We won’t have final 2014 numbers for publishing companies for some time, but in the meantime one thing’s pretty clear: despite the consolidations in the publishing industry, smaller indies are managing and an increasing number of best-sellers are coming from self-publishers (basically, anyone not with a Big 5 contract). Even though many kids don’t read (a goal of mine I want to work on), people have not yet thrown away all the books for Angry Birds.

What do you think 2015 will hold?

Is Indie book publishing the best way to go?

There is a lot of debate among authors as to which methods of publication is best. Here are the four most common options:

1. Traditional publishing (Big 5- Penguin Random House, Hachette, HarperCollins, MacMillian, Simon & Schuster, and all of the smaller printing companies they own)

2. “Indie Publisher”: small and medium sized printing and publishing companies unaffiliated with the Big 5.

3. Self-publishing with a major company like Amazon publishing, where you publish with a major company but it’s largely self-publishing, just on their platform.

4. Self-publishing: you do all the work yourself of creating  or hiring someone for the content, graphic design, editing, etc, and then you publish it on a site like Amazon, Nook, or smash words as an e-book with the possible Print on Demand function.

*Disclaimer: I am not at this time a published author. This is my take on how I view the industry based on the experiences of other authors and my understanding of the publishing industry.

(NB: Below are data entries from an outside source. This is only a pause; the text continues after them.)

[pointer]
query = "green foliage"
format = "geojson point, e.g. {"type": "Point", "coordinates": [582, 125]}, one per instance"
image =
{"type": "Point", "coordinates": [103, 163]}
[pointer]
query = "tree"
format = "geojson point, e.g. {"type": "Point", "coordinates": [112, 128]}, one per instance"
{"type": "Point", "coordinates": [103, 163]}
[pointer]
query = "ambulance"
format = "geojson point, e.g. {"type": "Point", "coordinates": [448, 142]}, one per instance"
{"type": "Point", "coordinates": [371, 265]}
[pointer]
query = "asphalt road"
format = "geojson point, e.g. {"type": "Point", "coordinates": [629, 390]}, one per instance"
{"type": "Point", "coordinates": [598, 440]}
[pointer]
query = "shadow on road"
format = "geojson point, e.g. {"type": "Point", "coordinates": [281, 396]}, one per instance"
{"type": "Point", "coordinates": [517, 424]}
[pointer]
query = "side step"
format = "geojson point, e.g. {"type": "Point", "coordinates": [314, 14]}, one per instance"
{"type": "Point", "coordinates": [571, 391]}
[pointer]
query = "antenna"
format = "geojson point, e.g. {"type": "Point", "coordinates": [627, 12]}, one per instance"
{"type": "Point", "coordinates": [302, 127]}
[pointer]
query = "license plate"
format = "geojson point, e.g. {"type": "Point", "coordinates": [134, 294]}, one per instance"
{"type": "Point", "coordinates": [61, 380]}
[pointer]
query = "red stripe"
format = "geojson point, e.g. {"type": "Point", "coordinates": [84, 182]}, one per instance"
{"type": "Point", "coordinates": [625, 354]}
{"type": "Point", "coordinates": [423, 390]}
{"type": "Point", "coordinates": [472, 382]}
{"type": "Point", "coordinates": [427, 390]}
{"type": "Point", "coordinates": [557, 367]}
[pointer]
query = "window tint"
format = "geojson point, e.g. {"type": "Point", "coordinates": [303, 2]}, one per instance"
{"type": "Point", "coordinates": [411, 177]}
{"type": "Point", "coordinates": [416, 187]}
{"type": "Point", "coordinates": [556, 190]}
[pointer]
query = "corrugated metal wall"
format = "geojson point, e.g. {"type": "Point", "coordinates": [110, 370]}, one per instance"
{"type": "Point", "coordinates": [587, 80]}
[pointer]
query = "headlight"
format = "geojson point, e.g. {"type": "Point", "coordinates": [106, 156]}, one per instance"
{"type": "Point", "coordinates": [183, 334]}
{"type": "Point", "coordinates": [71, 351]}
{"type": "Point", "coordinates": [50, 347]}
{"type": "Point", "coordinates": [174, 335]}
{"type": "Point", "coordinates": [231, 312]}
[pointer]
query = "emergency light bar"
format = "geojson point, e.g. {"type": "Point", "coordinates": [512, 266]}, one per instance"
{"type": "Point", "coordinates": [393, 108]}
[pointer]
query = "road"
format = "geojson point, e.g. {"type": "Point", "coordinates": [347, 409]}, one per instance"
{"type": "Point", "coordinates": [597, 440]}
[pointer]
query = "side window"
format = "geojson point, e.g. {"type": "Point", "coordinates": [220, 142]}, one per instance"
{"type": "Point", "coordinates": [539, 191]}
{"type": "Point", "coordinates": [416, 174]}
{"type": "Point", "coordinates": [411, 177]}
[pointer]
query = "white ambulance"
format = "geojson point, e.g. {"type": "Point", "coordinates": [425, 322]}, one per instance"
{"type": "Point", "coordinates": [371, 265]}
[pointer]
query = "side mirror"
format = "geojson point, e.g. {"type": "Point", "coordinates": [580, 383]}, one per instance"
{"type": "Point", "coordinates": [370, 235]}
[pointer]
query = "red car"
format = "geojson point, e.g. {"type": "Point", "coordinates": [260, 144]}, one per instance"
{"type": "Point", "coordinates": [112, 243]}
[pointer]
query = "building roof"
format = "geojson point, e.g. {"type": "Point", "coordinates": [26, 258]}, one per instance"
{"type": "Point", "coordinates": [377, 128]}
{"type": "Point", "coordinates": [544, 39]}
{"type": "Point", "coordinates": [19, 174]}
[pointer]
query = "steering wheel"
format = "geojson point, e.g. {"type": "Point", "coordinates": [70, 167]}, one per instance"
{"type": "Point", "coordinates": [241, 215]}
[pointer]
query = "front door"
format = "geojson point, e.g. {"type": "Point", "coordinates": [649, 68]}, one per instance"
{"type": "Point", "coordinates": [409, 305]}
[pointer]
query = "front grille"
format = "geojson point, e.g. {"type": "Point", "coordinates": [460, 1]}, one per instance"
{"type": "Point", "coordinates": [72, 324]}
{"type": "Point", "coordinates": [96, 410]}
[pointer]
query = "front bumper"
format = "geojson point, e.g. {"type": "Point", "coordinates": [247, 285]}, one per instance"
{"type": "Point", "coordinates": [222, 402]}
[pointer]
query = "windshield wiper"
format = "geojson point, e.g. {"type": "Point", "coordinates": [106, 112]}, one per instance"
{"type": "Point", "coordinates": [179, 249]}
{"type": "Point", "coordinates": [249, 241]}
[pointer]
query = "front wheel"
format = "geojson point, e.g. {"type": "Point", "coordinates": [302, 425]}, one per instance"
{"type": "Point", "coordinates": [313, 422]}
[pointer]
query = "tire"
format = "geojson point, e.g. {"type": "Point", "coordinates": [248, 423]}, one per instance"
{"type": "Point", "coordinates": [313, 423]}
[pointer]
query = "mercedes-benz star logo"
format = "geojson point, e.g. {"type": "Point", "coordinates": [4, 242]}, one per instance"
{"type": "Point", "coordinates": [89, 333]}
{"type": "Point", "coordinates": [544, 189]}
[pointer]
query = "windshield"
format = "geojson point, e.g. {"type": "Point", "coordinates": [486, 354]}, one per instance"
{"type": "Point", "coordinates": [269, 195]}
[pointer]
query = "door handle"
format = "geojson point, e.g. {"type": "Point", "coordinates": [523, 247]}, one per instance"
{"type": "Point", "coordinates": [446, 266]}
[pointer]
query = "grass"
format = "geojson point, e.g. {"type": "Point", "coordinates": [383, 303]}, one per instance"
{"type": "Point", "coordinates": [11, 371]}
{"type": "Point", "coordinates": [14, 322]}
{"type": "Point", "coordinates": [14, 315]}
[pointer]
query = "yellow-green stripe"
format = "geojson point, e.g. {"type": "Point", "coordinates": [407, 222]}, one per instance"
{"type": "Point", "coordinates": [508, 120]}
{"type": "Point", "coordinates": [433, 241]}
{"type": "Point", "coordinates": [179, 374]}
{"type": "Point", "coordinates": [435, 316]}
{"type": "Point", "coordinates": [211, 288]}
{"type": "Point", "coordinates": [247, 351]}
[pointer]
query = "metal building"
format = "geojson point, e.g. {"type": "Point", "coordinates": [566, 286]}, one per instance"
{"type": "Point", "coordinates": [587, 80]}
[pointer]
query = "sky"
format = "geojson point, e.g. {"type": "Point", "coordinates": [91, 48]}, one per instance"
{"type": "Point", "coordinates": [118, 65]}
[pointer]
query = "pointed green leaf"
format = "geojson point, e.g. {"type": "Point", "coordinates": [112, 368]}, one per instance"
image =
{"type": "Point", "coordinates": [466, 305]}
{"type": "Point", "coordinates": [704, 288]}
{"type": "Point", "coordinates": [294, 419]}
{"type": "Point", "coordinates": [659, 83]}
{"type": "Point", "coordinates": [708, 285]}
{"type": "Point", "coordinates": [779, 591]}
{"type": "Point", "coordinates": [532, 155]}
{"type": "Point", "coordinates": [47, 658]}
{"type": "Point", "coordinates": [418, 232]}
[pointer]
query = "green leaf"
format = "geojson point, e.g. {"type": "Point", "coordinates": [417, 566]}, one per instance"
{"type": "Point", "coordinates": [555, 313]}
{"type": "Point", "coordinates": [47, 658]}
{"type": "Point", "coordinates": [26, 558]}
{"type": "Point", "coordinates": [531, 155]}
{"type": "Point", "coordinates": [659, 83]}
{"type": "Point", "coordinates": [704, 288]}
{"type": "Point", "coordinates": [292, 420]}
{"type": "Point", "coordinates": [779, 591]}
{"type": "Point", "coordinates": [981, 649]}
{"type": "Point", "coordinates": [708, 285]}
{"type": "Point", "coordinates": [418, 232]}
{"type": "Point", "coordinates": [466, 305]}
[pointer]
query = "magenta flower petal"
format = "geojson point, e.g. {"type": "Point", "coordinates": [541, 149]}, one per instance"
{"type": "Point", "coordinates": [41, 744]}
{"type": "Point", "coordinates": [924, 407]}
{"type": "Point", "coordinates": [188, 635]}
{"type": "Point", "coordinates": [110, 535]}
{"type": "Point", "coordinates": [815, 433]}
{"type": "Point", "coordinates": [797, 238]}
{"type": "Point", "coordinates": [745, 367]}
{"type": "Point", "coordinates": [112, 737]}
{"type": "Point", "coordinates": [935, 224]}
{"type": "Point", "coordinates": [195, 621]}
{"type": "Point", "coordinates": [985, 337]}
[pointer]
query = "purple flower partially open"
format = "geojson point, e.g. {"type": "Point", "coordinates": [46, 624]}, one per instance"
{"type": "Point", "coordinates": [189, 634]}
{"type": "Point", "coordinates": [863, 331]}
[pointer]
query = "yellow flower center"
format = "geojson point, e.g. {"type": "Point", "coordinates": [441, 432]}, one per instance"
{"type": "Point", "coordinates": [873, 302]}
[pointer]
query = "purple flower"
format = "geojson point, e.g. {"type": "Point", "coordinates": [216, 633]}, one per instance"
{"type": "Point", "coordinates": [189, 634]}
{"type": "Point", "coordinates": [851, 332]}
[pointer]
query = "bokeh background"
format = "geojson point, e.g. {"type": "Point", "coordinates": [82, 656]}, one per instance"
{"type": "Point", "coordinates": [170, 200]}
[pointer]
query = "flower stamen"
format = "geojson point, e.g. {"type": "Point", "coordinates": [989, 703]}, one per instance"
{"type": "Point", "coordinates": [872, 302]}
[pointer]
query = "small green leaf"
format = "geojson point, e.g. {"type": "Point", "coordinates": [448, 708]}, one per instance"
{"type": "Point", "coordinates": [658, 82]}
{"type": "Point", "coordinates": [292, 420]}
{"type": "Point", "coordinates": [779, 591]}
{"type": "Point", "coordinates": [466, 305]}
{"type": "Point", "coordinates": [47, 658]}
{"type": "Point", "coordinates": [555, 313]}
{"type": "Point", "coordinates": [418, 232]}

Traditional publishing has the biggest pro in terms of marketing and budget. They can get your book into stores faster than any other method, you can sell copies, print in particular, faster through a big company AND they can quickly have your book translated and sent to foreign nations. They also have massive credibility. The catch is, you actually have to get these services. Go on your typical author message board and notice how many authors complain about the contracts they have to sign (granted, they may have other reasons to complain, but that’s another topic). these contracts often require signing away rights to books for a long time, if not forever. You would get a very low royalty, unless you have had previous success. Advances can vary but they seem to me to be almost totally at random, depending on whether you “fit” with the current crop of publishers. Even if you get a book deal you are still going to have to do your own promotion, though they can help you out. Many authors don’t seem to be good at self-promotion. Also, you will have very little say in how your book is produced, including cover art, illustrations, etc.

Small/Indie publishing: Small/indie publishers are more likely to work one on one with you to make the book look the way you want. As a legitimate publishing house they will take the costs of production onto themselves, and you can (and should) expect better contract terms- higher royalties, more control over cost and production, and legitimate assistance in marketing and promotion. However, you should not expect a large advance, your print runs will be smaller, and you will likely have to do even more self-promotion because indie publishers rarely have the staffs to keep up with the bigger publishers. One bonus is that BECAUSE budgets are smaller at indies your books won’t cost as much to produce, and a basic  economic principle is that the lower the price of a good or service the more likely you are to sell that good or service. Also, books get out to market much faster than big houses but slower than self-publishing.

Amazon publishing or similar service, including Kindle Direct Publishing- many authors who don’t want to write query letters, can’t handle rejection, and/or who can’t, don’t, or won’t wait for an agent to accept a book, pitch the book, sell the book rights, and then have the publisher decide when to print and sell it. You sign with a large company like Amazon, choose what contract terms you want (in KDP), and your book is available as a Print on Demand (POD) or as a legitimately published book. But I got this from the website today:

Amazon Publishing does not accept unsolicited manuscripts, proposals, or other submissions at this time.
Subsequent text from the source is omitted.